# Panorama mit wechselnden Bildern



## info-projektgruppe (11. Mai 2011)

Hallo, wir machen zur Zeit im Unterricht eine Prjektarbeit und wir wollen den Terminkalender neugestallten.
Jedoch fehlt es nciht an Ideen sondern eher an der Umsetzung.
Und nun kommt ihr ins Spiel.
Und zwar haben wir uns gedacht das wir ein Panoramabild über den Kalender einfügen auf dem viele Bilder des Manats zu sehen sein sollen. z.B. Monat Januar = Schnee usw.

Wenn man nun die Maus über das Panaroma bewegt soll das MOnatspanaroma verschwinden und ein neues Panaroma bestehend aus 12 Bildern zu sehen sein.
Auf den 12 Bildern sollen alle 12 Monate zu sehen sein, die dann einzeln verlinkt werden sollen.

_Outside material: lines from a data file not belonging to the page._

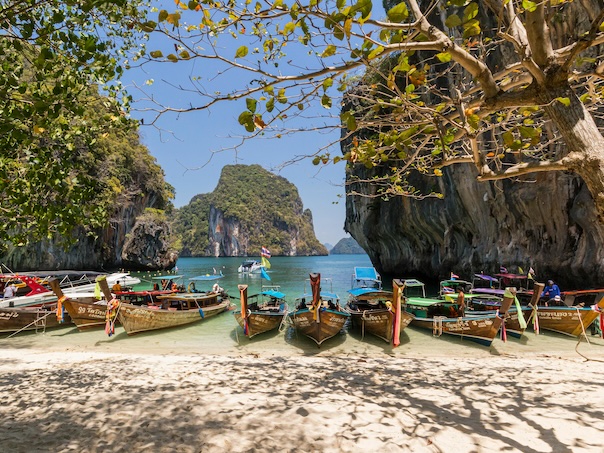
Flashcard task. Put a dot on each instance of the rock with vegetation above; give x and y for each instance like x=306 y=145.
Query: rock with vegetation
x=135 y=234
x=250 y=208
x=347 y=246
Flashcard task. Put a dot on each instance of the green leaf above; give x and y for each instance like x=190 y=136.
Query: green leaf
x=375 y=53
x=453 y=21
x=149 y=26
x=444 y=57
x=329 y=51
x=398 y=13
x=529 y=6
x=326 y=101
x=241 y=52
x=470 y=11
x=251 y=104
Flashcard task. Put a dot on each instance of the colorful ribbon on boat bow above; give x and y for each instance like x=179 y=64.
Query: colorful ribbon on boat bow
x=111 y=316
x=601 y=319
x=60 y=308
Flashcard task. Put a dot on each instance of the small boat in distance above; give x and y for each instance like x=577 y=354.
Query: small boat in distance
x=318 y=315
x=250 y=267
x=261 y=312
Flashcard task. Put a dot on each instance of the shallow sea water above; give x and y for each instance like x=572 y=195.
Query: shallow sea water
x=220 y=335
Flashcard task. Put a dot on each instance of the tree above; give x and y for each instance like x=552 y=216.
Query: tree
x=439 y=93
x=55 y=56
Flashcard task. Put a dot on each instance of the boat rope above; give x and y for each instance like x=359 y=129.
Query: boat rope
x=535 y=318
x=582 y=325
x=437 y=326
x=32 y=323
x=283 y=320
x=601 y=319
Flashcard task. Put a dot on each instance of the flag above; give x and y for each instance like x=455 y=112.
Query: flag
x=266 y=263
x=265 y=274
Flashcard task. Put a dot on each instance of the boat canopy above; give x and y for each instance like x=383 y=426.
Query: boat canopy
x=367 y=273
x=485 y=277
x=207 y=277
x=356 y=292
x=273 y=293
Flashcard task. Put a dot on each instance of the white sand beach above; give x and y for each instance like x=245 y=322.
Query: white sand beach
x=77 y=396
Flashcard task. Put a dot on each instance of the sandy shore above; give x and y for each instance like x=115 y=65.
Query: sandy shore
x=56 y=399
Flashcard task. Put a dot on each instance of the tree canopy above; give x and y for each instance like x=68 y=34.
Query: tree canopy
x=512 y=87
x=56 y=58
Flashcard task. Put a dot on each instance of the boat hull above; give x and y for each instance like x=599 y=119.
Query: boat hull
x=87 y=315
x=137 y=319
x=479 y=329
x=566 y=320
x=328 y=324
x=260 y=321
x=378 y=322
x=31 y=318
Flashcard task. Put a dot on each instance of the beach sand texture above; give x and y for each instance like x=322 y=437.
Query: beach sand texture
x=93 y=395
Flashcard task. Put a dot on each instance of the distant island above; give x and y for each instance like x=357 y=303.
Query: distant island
x=250 y=208
x=347 y=246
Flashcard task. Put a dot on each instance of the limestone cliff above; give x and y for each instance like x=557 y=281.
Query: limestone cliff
x=546 y=222
x=250 y=208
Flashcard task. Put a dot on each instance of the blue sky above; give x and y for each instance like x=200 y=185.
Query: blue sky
x=188 y=145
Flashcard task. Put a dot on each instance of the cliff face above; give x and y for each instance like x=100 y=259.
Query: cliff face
x=132 y=241
x=250 y=208
x=546 y=222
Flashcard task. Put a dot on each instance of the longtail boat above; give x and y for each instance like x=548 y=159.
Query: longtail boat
x=261 y=312
x=479 y=304
x=318 y=315
x=374 y=310
x=86 y=311
x=173 y=310
x=32 y=318
x=568 y=320
x=443 y=317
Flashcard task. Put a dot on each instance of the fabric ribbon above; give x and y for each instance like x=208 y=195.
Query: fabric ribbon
x=110 y=316
x=60 y=302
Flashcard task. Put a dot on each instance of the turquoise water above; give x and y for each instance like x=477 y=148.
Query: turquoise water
x=290 y=273
x=221 y=334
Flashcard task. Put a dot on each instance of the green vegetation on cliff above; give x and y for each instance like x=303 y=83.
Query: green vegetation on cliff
x=249 y=208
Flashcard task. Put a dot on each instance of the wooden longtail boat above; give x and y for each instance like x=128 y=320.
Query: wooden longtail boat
x=87 y=312
x=444 y=317
x=31 y=318
x=171 y=311
x=478 y=304
x=573 y=320
x=374 y=310
x=321 y=317
x=261 y=312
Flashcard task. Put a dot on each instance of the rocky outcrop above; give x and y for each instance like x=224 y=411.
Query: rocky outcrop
x=546 y=222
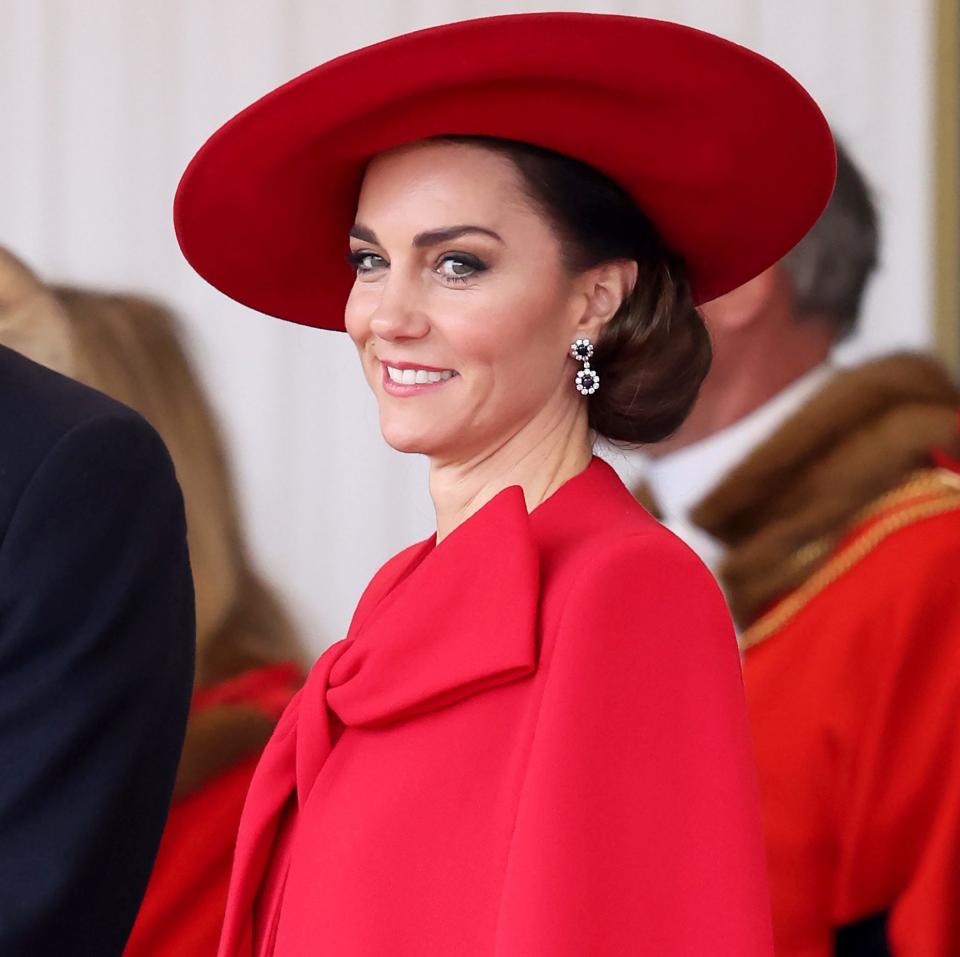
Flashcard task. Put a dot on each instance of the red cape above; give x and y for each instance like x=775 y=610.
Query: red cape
x=532 y=741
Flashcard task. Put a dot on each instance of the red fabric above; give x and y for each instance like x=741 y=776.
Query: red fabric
x=723 y=150
x=182 y=912
x=855 y=707
x=532 y=741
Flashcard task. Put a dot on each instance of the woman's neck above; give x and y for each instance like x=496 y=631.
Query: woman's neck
x=537 y=459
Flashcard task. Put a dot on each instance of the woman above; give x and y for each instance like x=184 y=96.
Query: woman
x=248 y=656
x=532 y=739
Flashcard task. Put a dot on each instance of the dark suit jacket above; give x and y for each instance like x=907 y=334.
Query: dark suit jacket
x=96 y=660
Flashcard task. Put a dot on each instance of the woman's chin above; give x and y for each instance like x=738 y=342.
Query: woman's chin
x=413 y=441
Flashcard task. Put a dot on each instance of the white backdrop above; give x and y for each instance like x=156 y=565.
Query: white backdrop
x=103 y=102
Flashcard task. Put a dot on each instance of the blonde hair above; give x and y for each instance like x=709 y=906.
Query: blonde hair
x=130 y=347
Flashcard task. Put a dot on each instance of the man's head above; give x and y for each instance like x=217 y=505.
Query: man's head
x=829 y=269
x=773 y=329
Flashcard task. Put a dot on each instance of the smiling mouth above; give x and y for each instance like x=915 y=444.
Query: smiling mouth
x=414 y=376
x=404 y=375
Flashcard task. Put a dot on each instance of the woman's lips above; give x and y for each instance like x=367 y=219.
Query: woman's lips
x=406 y=378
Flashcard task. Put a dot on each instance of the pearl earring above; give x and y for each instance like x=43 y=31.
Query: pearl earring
x=587 y=380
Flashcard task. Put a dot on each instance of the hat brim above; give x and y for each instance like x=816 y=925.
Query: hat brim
x=724 y=151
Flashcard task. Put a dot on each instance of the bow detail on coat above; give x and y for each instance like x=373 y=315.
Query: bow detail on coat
x=437 y=624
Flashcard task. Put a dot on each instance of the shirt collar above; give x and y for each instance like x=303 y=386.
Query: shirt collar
x=680 y=480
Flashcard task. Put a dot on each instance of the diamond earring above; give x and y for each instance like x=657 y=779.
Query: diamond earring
x=587 y=380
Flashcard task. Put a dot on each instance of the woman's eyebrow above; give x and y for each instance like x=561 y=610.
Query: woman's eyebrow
x=428 y=238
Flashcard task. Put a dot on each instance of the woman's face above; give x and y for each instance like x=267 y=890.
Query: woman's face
x=462 y=310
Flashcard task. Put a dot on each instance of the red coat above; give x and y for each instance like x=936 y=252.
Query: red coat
x=182 y=913
x=532 y=741
x=853 y=683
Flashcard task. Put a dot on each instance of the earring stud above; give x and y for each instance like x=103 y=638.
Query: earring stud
x=587 y=381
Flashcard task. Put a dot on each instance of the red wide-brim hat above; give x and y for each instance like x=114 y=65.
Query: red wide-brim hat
x=722 y=149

Wenn man die Maus weck bewegt soll natürlich wieder das Monatspanorama erscheinen (Januar).

Hat jemand eine Idee wie man das in HTML umsetzten kann? Oder eine Idee wie man das anders umsetzten kann?

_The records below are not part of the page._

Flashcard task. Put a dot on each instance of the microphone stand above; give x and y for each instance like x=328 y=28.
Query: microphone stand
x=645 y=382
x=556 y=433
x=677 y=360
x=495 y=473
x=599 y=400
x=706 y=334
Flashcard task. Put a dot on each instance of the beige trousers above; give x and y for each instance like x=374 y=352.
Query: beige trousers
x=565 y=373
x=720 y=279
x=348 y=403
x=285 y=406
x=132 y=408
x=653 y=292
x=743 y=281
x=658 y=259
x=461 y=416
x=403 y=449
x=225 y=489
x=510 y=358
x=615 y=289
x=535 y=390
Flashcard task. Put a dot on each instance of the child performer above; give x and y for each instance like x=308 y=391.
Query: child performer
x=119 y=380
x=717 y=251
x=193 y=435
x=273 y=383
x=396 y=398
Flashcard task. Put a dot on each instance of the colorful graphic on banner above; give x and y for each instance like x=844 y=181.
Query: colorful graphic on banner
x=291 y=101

Schon mal danke im Voraus!


----------



## sheel (12. Mai 2011)

Hi und Willkommen bei tutorials.de 

Mit reinem HTML geht da nichts, da braucht man Javascript.
Die Events onmouseover und onmouseout sollten weiterhelfen.
Beispiele gibts dazu genug im Netz, bei Fragen einfach wieder melden.

Gruß


----------



## info-projektgruppe (12. Mai 2011)

Und das funktioniert auch mit Bildern?


----------



## Maniac (12. Mai 2011)

Ja, auch mit Bildern.


----------



## tombe (12. Mai 2011)

Und was das "12 Monatspanorama" angeht, da könnte diese Seite hier eventuell auch helfen.


----------



## hela (14. Mai 2011)

Frage: 





> Und das funktioniert auch mit Bildern?


Wer die Kurzgeschichten von Michail Sostschenko und den Agitator Kossonossow kennt, dem fällt einfach keine andere Antwort ein:


Maniac hat gesagt.:


> Ja, auch mit Bildern.


Danke, lol. ^^


----------